GUID’s – Never for Clustered Indexes

Globally Unique Identifiers have their place in software development. They’re great for identifying a library in the GAC or windows registry. They are, however, huge data types from the database perspective.

Oracle, MYSQL, Sybase, and DB2 do not provide any special data type for fields storing GUID’s, for these vendors a GUID is a 34-38 character string (depending on including dashes and “{}”). SQL Server has provided a Unique Identifier data type which has some benefits in storage and access speeds over a 36 character varchar, or nvarchar field. However, they’re still huge…

Unique Identifier Data Type

http://msdn.microsoft.com/en-us/library/ms190215(v=sql.105).aspx

SQL Server’s Unique Identifier displays as a 36 character string (dashes and no “{}”) and stores a GUID as 16 byte binary value. There’s no argument that it’s nearly impossible (not mathematically impossible) to create a duplicate GUID, but how many data sources are going to outgrow a bigint (-2^63 (-9,223,372,036,854,775,808) to 2^63-1 (9,223,372,036,854,775,807)) data type? That’s only 8 bytes, half a Unique Identifier. Hard disk space has gotten cheap, why do we care about data type size anyway?  In the article mentioned above, it’s mentioned that indexes created on Unique Identifier fields are going to perform slower than indexes built on integer fields. That statement hardly scratches the surface of performance implications with Unique Identifier indexes, and it’s all related to the size.

Pages and Extents

http://msdn.microsoft.com/en-us/library/ms190969(SQL.105).aspx

The above article explains how SQL stores data and indexes in 8KB pages. 96 bytes are reserved for the page header, there’s a 36 byte row offset and then 8,060 bytes remain for the data or index storage. If your table consisted of just one column, a page could store 503 GUID’s,  or  1007 BigInt’s, or 2015 int’s. Put another way, the smaller the amount of bytes in a row, the more you can store in one page. SQL Server doesn’t control where the Pages are written on the hard disk, the O/S and hardware decide. The chances of consecutive or sequential pages being stored in distant disk sectors increases with the more pages stored for each table or index in the system. As the number of index pages grows, the more out of sync they become with the data pages leading to index fragmentation.

Index Fragmentation

http://www.brentozar.com/archive/2009/02/index-fragmentation-findings-part-1-the-basics/

http://www.brentozar.com/archive/2009/02/index-fragmentation-findings-part-2-size-matters/

Let’s recap what we have so far,

  1. GUID’s are randomly generated values without any sequential nature or restrictions.
  2. GUID’s are twice as big as the biggest integer data types.
  3. The larger a tables rows are the more pages have to be created to store the data.
  4. The more pages an index has, the more fragmented they get.
  5. The more fragmented the indexes get the more frequently they have to be rebuilt.
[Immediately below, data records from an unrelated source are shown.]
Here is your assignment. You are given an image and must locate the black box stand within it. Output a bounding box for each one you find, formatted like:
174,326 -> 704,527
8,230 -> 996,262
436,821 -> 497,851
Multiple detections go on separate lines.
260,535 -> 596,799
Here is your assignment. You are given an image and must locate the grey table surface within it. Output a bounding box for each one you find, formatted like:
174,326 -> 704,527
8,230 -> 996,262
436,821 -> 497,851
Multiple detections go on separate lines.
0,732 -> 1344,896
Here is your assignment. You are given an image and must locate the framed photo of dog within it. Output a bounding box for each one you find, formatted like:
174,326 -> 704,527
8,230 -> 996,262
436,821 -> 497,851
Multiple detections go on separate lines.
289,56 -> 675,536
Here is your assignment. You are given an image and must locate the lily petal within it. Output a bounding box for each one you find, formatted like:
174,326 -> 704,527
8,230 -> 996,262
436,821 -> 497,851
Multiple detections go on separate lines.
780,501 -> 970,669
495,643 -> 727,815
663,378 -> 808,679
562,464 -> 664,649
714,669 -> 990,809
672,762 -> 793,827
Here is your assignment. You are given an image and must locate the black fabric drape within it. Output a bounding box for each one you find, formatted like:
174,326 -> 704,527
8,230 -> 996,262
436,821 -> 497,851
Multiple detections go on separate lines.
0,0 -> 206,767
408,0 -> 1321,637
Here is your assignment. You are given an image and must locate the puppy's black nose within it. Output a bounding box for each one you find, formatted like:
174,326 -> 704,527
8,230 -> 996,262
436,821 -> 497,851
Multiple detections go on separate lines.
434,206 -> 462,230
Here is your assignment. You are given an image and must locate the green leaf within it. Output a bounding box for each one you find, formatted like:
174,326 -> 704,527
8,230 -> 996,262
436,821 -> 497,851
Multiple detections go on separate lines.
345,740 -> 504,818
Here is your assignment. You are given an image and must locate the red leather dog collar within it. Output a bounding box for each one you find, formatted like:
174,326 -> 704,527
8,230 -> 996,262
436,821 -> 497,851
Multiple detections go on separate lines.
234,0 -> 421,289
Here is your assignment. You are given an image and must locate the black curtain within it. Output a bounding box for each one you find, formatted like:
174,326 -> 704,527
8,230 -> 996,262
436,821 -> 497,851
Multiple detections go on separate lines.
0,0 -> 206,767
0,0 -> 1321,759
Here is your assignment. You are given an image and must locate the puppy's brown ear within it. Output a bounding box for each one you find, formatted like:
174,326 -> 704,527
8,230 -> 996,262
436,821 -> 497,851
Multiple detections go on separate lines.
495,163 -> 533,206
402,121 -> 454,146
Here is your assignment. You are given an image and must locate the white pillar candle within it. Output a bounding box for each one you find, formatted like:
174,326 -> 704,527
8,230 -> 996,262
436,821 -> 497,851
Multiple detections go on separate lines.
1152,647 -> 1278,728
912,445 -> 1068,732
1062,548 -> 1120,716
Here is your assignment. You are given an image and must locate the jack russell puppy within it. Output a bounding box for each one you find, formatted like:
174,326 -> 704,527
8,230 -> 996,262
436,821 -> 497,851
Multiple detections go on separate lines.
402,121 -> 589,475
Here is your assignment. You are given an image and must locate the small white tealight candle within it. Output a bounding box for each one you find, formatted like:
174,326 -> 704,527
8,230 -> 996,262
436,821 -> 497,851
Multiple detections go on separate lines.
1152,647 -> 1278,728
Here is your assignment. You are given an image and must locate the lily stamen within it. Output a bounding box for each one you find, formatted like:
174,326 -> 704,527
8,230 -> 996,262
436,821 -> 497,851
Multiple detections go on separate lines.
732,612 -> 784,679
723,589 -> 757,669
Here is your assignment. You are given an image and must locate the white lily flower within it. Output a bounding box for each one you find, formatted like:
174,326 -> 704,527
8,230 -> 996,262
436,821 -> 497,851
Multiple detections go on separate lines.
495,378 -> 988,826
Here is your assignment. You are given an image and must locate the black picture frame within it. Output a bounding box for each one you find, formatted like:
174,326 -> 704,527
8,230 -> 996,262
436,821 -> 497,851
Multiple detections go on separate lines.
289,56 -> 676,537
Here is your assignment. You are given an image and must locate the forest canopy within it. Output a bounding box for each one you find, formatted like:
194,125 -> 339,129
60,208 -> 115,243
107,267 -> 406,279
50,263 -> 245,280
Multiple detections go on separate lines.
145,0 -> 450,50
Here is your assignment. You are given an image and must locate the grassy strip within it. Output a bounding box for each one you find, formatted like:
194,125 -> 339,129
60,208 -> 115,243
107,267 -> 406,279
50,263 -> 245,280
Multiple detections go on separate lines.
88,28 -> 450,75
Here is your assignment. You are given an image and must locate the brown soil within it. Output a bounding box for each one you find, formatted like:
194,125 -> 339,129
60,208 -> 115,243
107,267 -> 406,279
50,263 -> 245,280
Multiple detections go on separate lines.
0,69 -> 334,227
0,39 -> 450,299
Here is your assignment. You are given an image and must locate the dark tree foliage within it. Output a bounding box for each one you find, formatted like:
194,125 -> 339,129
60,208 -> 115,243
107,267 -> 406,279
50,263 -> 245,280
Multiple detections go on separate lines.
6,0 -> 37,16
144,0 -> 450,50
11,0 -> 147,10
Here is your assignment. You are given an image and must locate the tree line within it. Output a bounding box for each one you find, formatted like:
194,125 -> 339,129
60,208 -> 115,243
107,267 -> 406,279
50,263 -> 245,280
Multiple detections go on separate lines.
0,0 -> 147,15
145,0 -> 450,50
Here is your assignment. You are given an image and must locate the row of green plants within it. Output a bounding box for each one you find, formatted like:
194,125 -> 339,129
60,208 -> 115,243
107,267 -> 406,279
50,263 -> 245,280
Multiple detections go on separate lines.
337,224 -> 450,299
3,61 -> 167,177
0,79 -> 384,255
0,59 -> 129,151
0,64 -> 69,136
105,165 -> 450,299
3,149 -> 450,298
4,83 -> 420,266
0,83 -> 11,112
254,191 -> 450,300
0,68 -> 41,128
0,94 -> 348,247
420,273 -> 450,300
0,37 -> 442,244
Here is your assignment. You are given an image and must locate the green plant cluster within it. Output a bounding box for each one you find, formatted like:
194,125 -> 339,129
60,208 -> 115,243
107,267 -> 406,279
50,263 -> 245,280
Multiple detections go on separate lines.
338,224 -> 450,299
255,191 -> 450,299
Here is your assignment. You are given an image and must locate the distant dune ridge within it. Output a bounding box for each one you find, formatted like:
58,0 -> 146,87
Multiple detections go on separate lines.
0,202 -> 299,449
Clustered Index Implications

Clustered indexes set the organization and sorting of the actual data in the table. Non-clustered indexes created on a table with a clustered index have to be updated with pointer changes as records are inserted or deleted, or the clustered index value updated because these changes require the data pages to be resorted and new keys generated. SQL Server Identity columns of an integer data type reduce a lot of I/O overhead and SQL server processing because the rows are always inserted in the correct order. GUID values are almost never inserted in the correct order because of their random nature. Thus, with a GUID clustered index every insert or delete or update of that field requires data page reorganization, non-clustered index updates, more pages to be created, and increased fragmentation.